Burke and his You Can Play co-founders, Brian Kitts and Glenn Witman, aim to take the next steps in their efforts. The group launched in March with videos on NHL broadcasts and websites featuring NHL players, including Zdeno Chara and Steven Stamkos, asking for acceptance of the lesbian, gay, bisexual and transgender community on the playing field. You Can Play now seeks similar engagement from other leagues.
“We have enjoyed speaking with Patrick and learning about You Can Play,” said JoAnn Neale, executive vice president for Major League Soccer. “MLS W.O.R.K.S. [the league’s charitable arm] is committed to working alongside groups that support LGBT causes and equality. We look forward to working with You Can Play in a variety of capacities.”
Burke said You Can Play in June plans to open an online merchandise store, with proceeds going to You Can Play programs. In the fall is the scheduled release of the organization’s “Playbook” — a guide for athletes, coaches, administrators, media and fans with a goal of making sure their sport, locker room, school or arena is safe for LGBT athletes.
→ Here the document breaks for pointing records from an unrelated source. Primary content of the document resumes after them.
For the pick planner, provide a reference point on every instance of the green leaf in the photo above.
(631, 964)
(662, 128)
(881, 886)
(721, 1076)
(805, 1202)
But as You Can Play grows, so will the need for more support. Burke’s staff consists of volunteers, and the group operates without any corporate partners, though entities including HBO and Edelman provide pro bono services. Financially, You Can Play relies on personal donations. You Can Play also has received donations from the Gill Foundation and the Palette Fund, which support LGBT civil rights work.
“We want business leaders to align with us because they truly believe it’s the right thing to do,” Burke said of his not-for-profit organization. “But we also hope they understand that the LGBT sports community is a major, untapped market.”
Burke, who also attends New England Law School in Boston, supports his argument with statistics. A report by the U.S. Department of Health and Human Services released last June estimated that 45 percent of gay males in American high schools are athletes.